Now, what’s up in the markets?   A couple of things:

  • The markets seem to have come back from the long holiday weekend with a bit of a “jobs hangover” and are still somewhat negative due to the bad jobs report last week.
  • The ISM (Industrial Supply Management) Index came in this morning and it came in still showing that the manufacturing was contracting but it came in very close to a rating of 50.   What’s so important about 50?   A rating of 50 shows that particular segment of the economy is expanding rather than contracting.  So, while it’s a negative number, it’s less bad than what it has been.
  • Oil prices have been slipping today and are now at 5 week lows.

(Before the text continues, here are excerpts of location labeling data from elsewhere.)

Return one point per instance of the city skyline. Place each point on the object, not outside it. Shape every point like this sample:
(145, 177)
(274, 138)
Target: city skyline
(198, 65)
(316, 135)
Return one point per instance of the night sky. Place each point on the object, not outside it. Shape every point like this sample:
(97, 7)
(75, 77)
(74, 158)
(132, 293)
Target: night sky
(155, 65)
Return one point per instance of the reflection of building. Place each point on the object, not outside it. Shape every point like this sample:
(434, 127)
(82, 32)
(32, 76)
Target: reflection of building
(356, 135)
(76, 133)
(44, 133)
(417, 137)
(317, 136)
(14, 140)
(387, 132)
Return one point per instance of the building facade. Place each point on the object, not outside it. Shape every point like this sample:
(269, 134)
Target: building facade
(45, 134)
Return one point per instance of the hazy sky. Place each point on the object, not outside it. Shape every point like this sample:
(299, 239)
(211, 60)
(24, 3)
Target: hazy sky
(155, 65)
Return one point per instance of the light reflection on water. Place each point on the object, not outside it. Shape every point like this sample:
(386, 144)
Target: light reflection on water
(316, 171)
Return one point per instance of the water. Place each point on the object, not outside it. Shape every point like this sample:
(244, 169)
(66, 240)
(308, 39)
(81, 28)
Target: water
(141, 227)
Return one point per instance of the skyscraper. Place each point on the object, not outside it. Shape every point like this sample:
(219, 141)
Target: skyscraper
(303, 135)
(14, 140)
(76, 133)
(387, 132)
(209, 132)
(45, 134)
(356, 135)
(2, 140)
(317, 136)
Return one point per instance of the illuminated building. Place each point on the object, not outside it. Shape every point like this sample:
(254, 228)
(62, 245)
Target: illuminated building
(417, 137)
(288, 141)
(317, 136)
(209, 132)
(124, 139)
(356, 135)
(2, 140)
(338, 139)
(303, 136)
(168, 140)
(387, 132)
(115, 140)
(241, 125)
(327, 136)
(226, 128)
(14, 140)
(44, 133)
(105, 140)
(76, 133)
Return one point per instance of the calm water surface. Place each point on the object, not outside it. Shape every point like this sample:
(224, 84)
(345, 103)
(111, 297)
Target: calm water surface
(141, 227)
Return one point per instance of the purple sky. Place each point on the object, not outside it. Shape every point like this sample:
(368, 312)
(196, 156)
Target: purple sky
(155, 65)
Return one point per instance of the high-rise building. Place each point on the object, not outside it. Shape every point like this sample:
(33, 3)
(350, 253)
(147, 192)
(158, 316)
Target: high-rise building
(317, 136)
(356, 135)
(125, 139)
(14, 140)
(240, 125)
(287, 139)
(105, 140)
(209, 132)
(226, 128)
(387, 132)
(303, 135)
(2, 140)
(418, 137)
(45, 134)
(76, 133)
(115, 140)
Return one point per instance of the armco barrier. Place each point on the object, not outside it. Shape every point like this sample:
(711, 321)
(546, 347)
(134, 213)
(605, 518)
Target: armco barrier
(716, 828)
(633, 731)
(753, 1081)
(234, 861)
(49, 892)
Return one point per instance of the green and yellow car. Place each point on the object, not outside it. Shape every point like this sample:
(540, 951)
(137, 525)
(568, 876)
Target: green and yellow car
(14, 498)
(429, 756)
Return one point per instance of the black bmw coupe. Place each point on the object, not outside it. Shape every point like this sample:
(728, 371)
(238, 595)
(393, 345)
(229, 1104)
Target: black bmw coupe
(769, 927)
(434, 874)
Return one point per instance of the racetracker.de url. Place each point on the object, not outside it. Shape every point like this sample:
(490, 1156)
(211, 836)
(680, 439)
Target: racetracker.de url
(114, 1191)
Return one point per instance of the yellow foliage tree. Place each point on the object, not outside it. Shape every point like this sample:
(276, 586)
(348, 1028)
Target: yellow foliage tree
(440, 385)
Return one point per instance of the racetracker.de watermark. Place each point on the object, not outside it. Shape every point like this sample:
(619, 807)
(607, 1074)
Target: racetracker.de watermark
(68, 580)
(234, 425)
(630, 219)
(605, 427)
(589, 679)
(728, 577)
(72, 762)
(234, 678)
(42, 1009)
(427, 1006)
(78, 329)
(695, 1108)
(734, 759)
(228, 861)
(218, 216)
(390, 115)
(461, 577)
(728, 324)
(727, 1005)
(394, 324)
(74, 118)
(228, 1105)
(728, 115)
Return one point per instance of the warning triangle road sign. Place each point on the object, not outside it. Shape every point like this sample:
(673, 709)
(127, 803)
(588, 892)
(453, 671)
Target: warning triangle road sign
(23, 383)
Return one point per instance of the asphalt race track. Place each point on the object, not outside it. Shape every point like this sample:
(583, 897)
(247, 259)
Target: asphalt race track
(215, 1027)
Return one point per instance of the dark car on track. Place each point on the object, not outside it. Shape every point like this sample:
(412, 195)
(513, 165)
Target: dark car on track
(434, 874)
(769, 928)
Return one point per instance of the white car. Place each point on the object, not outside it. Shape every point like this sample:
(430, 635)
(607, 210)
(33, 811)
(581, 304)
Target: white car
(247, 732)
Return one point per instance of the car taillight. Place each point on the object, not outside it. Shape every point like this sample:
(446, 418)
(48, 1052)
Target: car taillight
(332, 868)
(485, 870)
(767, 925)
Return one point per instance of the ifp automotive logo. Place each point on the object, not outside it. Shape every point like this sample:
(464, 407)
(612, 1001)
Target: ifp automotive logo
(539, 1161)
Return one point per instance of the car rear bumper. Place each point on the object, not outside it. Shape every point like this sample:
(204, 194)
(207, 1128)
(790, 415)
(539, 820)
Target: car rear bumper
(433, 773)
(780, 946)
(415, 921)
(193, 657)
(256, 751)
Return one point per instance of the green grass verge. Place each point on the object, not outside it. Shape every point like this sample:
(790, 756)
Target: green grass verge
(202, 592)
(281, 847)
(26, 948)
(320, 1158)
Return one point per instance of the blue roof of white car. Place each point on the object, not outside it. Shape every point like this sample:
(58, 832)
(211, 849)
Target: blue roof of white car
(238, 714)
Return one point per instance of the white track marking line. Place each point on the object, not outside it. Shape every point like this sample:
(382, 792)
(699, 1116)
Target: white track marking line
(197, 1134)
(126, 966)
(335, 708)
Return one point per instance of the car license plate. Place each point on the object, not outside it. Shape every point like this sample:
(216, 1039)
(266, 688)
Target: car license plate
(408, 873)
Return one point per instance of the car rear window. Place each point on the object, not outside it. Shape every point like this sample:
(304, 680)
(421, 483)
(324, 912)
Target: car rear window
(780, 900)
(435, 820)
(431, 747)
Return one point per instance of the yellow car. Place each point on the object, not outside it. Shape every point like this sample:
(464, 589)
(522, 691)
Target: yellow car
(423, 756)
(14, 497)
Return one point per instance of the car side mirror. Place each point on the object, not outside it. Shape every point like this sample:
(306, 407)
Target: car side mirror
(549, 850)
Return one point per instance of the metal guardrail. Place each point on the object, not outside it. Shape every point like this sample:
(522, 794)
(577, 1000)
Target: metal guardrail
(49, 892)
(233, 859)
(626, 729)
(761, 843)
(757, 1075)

The economic reports for this week are going to be a “bit” on the scarce side.   However the markets are starting to get into earnings season so that could provide some impact.

My recommendations:

  • Lock all loans.  
  • The downside potential in terms of drops in rate are seriously hampered by the concern over inflation (down the road), government borrowings (now and forever more, amen) and how we’re going to pay for them.
  • There is starting to be more and more talk about a second stimulus plan.   Let’s be serious about it, the government doesn’t have the cash to do it, so it would be borrowed money. 

I’ll have more on the markets as conditions warrant.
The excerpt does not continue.